A good indicator for getting into codecache is to look out for the VM warning
CodeCache is full. Compiler has been disabled
This means all the code in the code cache is actively being used. Thus no part of the code cache can be easily cleaned up implying the application is not running in an optimal manner. At this point we can increase the size of the codecache to improve the performance.
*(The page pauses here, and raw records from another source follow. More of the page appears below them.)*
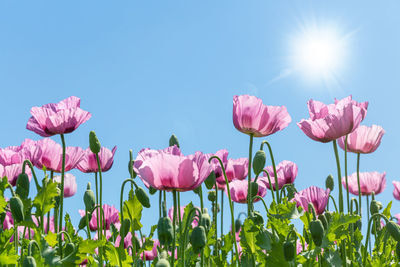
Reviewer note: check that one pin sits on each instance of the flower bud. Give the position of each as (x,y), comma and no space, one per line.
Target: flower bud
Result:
(394,230)
(125,227)
(89,198)
(329,182)
(17,209)
(29,261)
(212,195)
(317,231)
(173,141)
(210,181)
(142,197)
(22,185)
(288,250)
(198,238)
(165,231)
(259,162)
(152,190)
(94,142)
(375,207)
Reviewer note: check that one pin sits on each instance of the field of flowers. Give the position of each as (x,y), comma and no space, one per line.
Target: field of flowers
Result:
(35,230)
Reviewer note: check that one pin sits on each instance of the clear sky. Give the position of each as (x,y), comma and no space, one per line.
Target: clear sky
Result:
(147,69)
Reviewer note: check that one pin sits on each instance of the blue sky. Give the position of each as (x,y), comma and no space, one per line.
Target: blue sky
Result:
(147,69)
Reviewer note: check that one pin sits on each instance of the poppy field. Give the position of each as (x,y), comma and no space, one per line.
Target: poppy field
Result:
(36,229)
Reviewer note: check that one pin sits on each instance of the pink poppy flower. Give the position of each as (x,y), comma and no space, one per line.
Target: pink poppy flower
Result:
(329,122)
(314,195)
(286,172)
(61,118)
(48,153)
(363,139)
(369,182)
(88,162)
(70,185)
(12,172)
(111,215)
(396,190)
(169,170)
(238,189)
(235,169)
(251,116)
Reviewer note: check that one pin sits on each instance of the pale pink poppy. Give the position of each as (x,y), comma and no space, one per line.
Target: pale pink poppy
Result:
(251,116)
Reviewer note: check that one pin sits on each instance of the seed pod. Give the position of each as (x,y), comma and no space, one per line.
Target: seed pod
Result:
(94,143)
(329,182)
(210,181)
(238,224)
(253,188)
(152,190)
(173,141)
(89,198)
(212,195)
(125,227)
(142,197)
(375,207)
(22,186)
(165,231)
(394,230)
(288,250)
(17,209)
(259,162)
(198,238)
(317,232)
(29,261)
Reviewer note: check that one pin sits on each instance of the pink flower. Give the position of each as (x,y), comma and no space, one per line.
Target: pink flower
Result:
(110,214)
(251,116)
(314,195)
(61,118)
(70,185)
(329,122)
(396,191)
(238,189)
(12,172)
(369,182)
(363,139)
(235,169)
(286,172)
(48,153)
(88,162)
(169,170)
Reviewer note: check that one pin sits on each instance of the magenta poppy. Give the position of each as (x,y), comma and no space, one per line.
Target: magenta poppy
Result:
(369,182)
(315,195)
(286,172)
(88,162)
(329,122)
(61,118)
(238,190)
(363,139)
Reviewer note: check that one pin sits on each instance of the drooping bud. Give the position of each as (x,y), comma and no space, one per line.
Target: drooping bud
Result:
(212,195)
(198,239)
(317,231)
(17,209)
(89,198)
(210,181)
(22,185)
(329,182)
(94,143)
(289,250)
(165,231)
(142,197)
(259,162)
(173,141)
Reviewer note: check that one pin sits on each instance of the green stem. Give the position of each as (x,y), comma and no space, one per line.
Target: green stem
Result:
(339,176)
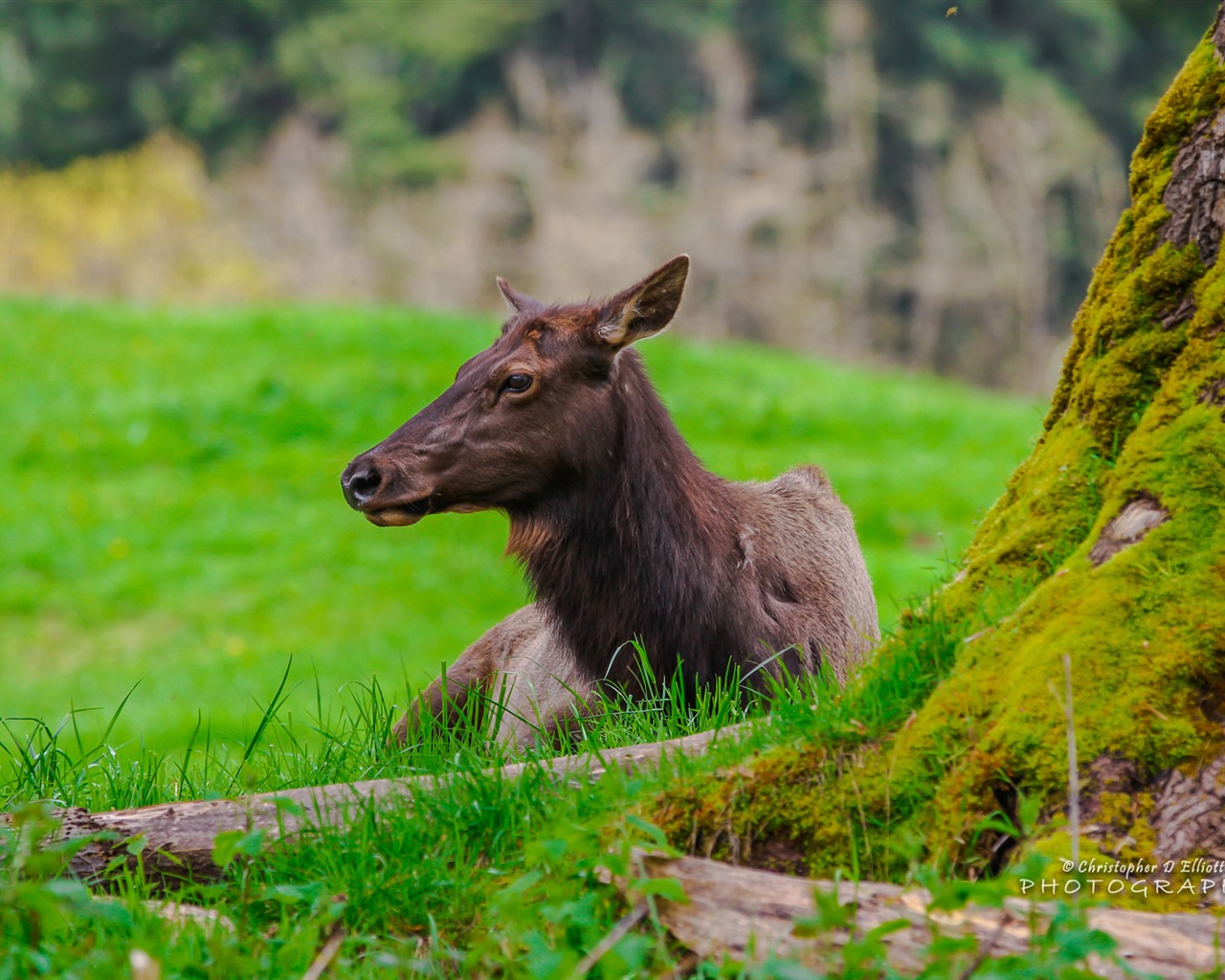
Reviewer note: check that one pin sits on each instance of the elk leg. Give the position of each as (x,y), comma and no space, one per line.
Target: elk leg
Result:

Use the VM option to check the codecache size: `-XX:+PrintCodeCache`
Codecache can be upto 240MB
InitialCodeCacheSize: Codecache size at the start of the application . Generally 160KB
ReservedCodeCacheSize: Maximum size of the codecache
CodeCacheExpansionSize: How quickly the codecache could grow
Eg: Setting the reserved code size to 28 MB. `-XX:ReservedCodeCacheSize=28m`
As of java9 the codecache is divided into three segments:
– The non-method segment contains JVM internal related code `XX:NonNMethodCodeHeapSize`
– The profiled-code segment contains lightly optimized code with potentially short lifetimes `XX:ProfiledCodeHeapSize`
– The non-profiled segment contains fully optimized code with potentially long lifetimes `XX:NonProfiledCodeHeapSize`
Viewing CodeCache Size at Runtime
JConsole can be used to monitor the codecache of the application running on a remote machine.
JConsle will interact with JVM to fetch the metrics and during this process uses around 2MB of codecache.